Job description templates and examples

Author: Business and Learning Resources

A well-crafted job description is a written statement that describes the main objective of a job, its essential and nonessential functions, job qualifications, and other information about the job. A job description may include duties, skills, effort, responsibilities of the job, environmental and working conditions specific to the job, as well as the education and experience required for performing the job. It may also list information on tools and equipment used and relationships with other jobs. A job description describes the job, not the person or persons who hold that job.

Why Are Job Descriptions Important?

Accurate job descriptions provide a basis for job evaluation, wage and salary comparisons, and a fair wage and salary structure. In particular, well-written job descriptions should:

  • Clarify who is responsible for what within the company. They also help define relationships between individuals and between departments. By accomplishing this, job descriptions can be used to settle grievances, minimize conflicts, and improve communications.
  • Help the job holder understand the responsibilities of the position. This not only enables the employee to assess the relative importance of everything he or she is accountable for but also provides a sense of where the job fits in to the company as a whole.
  • Assist job applicants, employees, supervisors, and human resources professionals at every stage in the employment relationship, from recruitment to retirement.
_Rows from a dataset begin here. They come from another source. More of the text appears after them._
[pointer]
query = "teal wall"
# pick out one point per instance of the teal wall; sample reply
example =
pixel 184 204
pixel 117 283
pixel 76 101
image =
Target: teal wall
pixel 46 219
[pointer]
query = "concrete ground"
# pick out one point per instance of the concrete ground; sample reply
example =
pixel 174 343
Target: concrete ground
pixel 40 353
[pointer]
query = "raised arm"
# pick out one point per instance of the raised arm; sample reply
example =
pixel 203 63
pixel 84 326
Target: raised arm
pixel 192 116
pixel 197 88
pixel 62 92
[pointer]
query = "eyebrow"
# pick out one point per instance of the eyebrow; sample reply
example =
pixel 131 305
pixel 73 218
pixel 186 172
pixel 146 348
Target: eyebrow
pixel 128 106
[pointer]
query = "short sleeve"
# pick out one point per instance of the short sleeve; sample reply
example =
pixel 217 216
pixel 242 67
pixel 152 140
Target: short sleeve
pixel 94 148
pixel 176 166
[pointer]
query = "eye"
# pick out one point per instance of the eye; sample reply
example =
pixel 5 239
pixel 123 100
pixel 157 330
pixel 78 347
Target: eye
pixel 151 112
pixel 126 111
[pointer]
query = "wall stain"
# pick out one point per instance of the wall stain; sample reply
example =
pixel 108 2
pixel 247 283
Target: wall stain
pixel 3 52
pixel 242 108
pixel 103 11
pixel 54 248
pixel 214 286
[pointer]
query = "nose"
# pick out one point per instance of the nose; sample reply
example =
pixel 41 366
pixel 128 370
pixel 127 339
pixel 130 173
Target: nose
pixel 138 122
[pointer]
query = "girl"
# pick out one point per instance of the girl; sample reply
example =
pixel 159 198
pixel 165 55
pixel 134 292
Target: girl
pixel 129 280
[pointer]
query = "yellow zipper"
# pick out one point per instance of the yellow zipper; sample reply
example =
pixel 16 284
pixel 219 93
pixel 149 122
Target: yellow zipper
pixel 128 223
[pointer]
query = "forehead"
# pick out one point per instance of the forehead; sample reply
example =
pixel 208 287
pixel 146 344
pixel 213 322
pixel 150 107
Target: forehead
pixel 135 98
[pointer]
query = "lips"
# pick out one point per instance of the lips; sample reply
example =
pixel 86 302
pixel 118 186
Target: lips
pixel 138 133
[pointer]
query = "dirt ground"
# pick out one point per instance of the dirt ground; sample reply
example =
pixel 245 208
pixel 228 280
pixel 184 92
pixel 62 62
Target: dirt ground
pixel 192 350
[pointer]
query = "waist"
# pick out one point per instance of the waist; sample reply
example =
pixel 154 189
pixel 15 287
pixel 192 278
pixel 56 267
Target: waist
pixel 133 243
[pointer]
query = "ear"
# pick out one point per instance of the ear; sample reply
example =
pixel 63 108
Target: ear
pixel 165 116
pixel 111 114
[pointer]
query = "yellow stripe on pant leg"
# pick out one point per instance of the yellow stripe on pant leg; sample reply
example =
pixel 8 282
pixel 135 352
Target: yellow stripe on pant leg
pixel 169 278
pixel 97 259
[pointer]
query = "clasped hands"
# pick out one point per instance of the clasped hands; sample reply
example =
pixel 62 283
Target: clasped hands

Job descriptions provide information about the knowledge, training, education, and skills needed for each job. They prevent misunderstandings by detailing for employees what they need to know about their jobs.
  • Help management analyze and improve the company’s structure. They reveal whether all company responsibilities are adequately covered and where responsibilities should be reallocated to achieve a better balance.
  • Provide a basis from which to determine whether a disabled applicant is otherwise qualified for the job and, if so, to assist in determining what accommodation would be required for the applicant to be able to perform the essential functions of the position.

While the ADA doesn’t require job descriptions, it does require that applicants and employees are able to perform the “essential functions” of the job, with or without reasonable accommodation. The Equal Employment Opportunity Commission (EEOC) has said that one of the things the agency will look at when determining essential functions are job descriptions written before an employer advertises to fill an opening. Therefore, most companies—whether they are rewriting old descriptions or developing them for the first time—want them to reflect essential functions, and a generic description is not the best way to do that. In addition to this legal consideration, managers have found problems with generic job descriptions when they are not properly written or if the supervisor chooses to ignore the limitations built into the description.

A job description should begin with the essential functions of the job. The essential functions of a job are the key part of a job description, outlining specific tasks that the job entails. Identifying the essential functions in a job description will help lay the foundation of sound documentation to comply with ADA and EEOC guidelines.

A job description should also include:

  • Job Identification: This part of the template includes the job title, name of department, name of supervisor, and date.
  • Job Summary: This is a short summary of the job’s basic purpose.
  • Accountabilities: The employee is responsible for accomplishing the objectives and responsibilities outlined in the template.
  • Job Specifications: Examples of job specifications are experience, education, complexity of duties, and supervision.

Clearly and accurately written position descriptions help in legal compliance. In addition to the Americans with Disabilities Act (ADA), laws that affect position descriptions include; FLSA, the Equal Pay Act, Title VII of the Civil Rights Act of 1964, and the OSH Act.